A combinatorial proof of $n^n(n+2)^{n+1}>(n+1)^{2n+1}$?
The statement is simply that the sequence $\left(1+\frac{1}{n}\right)^n$ is increasing.
Since the numbers $n^m$ have quite natural combinatorial interpretations, it makes me wonder if a combinatorial proof exists, but I haven't been able to find one.
For example, if we let $S_{n,m}$ denote the set of function $\{1, \dots, n\} \to \{1, \dots, m\}$, then a proof would follow from the construction of an injection $S_{2n+1,n+1} \hookrightarrow S_{n, n} \times S_{n+1,n+2} $, or of a surjection going the other way.
Solution 1:
I managed to come up with a combinatorial proof of the statement in t.b.'s comment. I would guess a similar argument solves the original problem. Anyway, let $n$ be a positive integer. We will prove that $$ n^{2n+1} > (n-1)^n(n+1)^{n+1}.$$ After multiplying by through by $n$ and performing some trivial (though slightly arcane) manipulations, we see this is equivalent to proving $$(n^2)^{n+1} > (n^2-1)^{n+1} + (n+1) \cdot (n^2-1)^n.$$ Now for the combinatorics (see problem statement for notation). The LHS counts the functions in $S_{n+1,n^2}$. The RHS counts only the functions in $S_{n+1,n^2}$ which do not take the value $1$ (via the first term) or else take the value $1$ exactly once (via the second term). And, well, that's it!!
Added: Okay I think I figured out how to do the original problem in the same sort of way. The combinatorial step is a bit clumsier for some reason. Maybe someone else can see a better way? As before, let $n$ be a positive integer. We will prove that $$(n-1)^{n-1}(n+1)^n > n^{2n-1}.$$ Multiplying through by $n-1$, this becomes $$(n^2 -1)^n > (n^2)^n - n \cdot (n^2)^{n-1}$$ or, equivalently, $$(n^2 -1)^n + n \cdot (n^2)^{n-1} > (n^2)^n.$$ This last bound can be proven combinatorially. On the RHS we have all the functions in $S_{n,n^2}$. The first term on the LHS counts the functions in $S_{n,n^2}$ which never take the value $1$. Let $S$ be the set of functions in $S_{n,n^2}$ which do take the value $1$. We need to prove $S$ has less than $n \cdot (n^2)^{n-1}$ elements. We can inject $S$ into $\{1,\ldots,n\} \times S_{n-1,n^2}$ by sending $f \in S$ to the pair $(x,f_x)$ where $x$ is the smallest member of $\{1,\ldots,n\}$ with $f(x) = 1$, and $f_x$ is obtained from $f$ by "skipping" over $x$ (in order to get a function with one less element in the domain). In order to see the inequality is strict, note that (I think maybe assuming $n \geq 2$) $(n,1)$ is not in the range of this injection (here $1$ is the constant function). This completes the proof.
Solution 2:
This isn't combinatorial, but my favorite proof is from N.S Mendelsohn, "An application of a famous inequality", Amer. Math. Monthly 58 (1951), 563.

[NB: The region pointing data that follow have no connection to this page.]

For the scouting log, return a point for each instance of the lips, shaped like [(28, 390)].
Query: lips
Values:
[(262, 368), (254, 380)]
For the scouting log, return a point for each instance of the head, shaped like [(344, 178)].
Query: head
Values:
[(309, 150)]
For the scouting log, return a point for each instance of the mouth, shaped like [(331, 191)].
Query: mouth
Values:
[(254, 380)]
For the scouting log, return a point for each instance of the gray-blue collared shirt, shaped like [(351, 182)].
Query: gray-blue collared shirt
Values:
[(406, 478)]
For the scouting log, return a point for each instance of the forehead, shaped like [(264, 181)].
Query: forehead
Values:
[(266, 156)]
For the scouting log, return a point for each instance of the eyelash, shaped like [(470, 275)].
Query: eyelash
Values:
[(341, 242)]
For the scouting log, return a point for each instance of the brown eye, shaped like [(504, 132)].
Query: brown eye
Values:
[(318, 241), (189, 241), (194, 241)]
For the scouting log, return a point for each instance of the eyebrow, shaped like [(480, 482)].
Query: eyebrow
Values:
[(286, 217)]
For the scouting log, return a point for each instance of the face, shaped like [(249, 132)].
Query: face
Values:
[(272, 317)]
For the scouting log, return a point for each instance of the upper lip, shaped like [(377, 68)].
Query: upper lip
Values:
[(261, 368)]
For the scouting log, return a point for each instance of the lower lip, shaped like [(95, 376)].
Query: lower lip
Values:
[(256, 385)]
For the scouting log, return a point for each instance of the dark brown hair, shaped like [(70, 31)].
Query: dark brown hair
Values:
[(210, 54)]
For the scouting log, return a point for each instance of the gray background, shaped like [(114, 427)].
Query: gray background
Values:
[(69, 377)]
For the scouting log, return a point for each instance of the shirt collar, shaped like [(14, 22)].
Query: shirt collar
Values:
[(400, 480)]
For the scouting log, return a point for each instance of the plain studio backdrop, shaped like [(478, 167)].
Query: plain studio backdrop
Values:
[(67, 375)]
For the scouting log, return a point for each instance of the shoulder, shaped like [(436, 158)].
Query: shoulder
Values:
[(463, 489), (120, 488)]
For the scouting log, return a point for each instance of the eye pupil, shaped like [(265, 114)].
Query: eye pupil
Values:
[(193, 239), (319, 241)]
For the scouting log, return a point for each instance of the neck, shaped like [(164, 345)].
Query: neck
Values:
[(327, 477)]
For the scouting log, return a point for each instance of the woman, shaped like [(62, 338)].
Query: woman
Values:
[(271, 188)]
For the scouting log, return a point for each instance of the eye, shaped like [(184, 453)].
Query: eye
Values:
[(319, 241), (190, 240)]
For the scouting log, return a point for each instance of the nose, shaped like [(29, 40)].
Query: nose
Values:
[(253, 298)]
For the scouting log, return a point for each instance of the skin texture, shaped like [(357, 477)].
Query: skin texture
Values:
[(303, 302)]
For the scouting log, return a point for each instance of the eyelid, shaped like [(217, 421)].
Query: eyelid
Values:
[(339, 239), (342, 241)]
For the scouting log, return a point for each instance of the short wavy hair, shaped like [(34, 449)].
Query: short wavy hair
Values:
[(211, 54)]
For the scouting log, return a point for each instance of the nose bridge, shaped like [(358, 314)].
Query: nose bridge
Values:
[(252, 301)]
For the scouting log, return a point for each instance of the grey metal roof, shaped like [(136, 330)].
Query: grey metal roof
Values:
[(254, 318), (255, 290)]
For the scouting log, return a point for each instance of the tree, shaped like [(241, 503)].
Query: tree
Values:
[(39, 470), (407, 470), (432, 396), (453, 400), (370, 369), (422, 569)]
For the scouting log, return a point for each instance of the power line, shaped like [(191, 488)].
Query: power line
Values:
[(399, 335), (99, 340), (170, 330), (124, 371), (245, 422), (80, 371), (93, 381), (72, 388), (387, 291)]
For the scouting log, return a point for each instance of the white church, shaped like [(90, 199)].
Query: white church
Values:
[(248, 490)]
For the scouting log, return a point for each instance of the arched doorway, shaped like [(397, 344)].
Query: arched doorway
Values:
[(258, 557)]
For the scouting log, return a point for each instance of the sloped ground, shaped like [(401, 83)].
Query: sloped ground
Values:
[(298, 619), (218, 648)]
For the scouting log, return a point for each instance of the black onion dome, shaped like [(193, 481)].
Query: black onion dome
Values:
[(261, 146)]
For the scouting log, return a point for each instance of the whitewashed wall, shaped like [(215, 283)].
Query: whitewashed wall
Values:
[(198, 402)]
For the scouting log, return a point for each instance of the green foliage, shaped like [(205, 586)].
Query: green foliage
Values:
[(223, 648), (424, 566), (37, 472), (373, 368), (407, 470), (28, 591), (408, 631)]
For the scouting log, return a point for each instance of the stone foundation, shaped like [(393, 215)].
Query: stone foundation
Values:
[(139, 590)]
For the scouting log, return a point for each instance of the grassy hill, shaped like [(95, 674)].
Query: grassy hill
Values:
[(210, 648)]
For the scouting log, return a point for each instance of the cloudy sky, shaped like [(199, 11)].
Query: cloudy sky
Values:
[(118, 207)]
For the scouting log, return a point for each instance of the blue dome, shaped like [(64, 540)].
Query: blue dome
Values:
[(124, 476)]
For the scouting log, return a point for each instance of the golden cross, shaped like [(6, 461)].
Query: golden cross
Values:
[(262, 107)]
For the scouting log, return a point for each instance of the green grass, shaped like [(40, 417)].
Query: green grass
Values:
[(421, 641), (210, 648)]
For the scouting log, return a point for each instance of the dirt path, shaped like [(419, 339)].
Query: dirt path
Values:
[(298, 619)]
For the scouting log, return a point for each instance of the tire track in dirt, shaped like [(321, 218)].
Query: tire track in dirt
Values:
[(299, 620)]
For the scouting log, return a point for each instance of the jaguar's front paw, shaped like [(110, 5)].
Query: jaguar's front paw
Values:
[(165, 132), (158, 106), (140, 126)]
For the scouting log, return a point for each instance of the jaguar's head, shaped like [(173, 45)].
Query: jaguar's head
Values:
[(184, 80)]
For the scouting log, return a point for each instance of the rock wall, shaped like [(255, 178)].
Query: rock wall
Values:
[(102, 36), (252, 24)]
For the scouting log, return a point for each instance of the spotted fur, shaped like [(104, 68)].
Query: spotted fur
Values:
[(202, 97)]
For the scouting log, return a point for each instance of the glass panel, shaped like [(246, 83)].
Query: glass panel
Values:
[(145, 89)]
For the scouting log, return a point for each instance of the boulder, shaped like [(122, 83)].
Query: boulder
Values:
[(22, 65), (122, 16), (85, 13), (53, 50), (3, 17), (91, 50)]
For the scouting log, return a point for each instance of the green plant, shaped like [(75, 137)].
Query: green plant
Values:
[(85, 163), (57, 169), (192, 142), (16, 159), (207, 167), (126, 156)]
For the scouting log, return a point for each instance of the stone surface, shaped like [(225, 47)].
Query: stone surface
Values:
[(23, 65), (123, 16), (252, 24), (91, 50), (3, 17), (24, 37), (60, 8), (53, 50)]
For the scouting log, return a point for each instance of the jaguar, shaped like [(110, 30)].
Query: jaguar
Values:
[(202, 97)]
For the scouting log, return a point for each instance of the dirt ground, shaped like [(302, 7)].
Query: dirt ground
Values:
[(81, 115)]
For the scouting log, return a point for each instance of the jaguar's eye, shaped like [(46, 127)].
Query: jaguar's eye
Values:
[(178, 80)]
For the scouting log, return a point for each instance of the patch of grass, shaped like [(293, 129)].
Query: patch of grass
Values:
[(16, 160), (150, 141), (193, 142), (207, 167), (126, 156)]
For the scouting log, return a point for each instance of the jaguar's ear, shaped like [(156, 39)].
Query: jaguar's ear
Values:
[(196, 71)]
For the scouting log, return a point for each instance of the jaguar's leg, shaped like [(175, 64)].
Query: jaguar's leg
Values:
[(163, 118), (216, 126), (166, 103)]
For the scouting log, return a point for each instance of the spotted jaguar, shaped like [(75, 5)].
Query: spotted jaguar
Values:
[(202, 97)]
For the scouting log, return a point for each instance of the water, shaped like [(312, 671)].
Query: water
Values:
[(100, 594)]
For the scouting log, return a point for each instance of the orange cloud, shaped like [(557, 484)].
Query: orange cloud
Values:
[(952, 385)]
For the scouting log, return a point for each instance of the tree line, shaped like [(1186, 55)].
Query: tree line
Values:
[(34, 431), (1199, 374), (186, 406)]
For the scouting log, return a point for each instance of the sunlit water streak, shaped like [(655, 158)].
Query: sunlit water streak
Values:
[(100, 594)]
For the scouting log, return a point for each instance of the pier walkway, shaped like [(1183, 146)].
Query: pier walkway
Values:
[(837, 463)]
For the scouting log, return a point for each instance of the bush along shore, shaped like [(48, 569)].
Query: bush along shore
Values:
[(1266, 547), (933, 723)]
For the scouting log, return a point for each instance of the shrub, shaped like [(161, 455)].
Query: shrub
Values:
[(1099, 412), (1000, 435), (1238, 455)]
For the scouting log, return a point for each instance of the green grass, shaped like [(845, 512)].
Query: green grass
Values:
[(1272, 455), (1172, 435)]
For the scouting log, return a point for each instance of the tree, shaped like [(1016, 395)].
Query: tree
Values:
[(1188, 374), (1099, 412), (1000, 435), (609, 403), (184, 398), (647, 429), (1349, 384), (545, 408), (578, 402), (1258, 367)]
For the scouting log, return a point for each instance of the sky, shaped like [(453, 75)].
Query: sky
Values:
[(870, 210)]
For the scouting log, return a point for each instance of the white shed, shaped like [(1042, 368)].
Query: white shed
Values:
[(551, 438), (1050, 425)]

The proof use the arithmetic-geometric mean inequality (AGMI) in the form $(\frac{1}{n}\sum_{i=1}^n a_i)^n \ge \prod_{i=1}^n a_i $ with the inequality being strict if not all the $a_i$ are equal.
Consider $n$ values of $1+1/n$ and 1 value of 1. By the AGMI, $((n+2)/(n+1))^{n+1} > (1+1/n)^n$, or $(1+1/(n+1))^{n+1} > (1+1/n)^n$.
Consider $n$ values of $1-1/n$ and 1 value of 1. By the AGMI, $(n/(n+1))^{n+1} > (1-1/n)^n$ or $(1+1/n)^{n+1} < (1+1/(n-1))^n$.
An interesting note is that this uses the version of the AGMI in which $n-1$ of the $n$ values are the same, which can be shown to be implied by Bernoulli's inequality ($(1+x)^n \ge 1+nx$ for $x \ge 0$ and integer $n \ge 1$).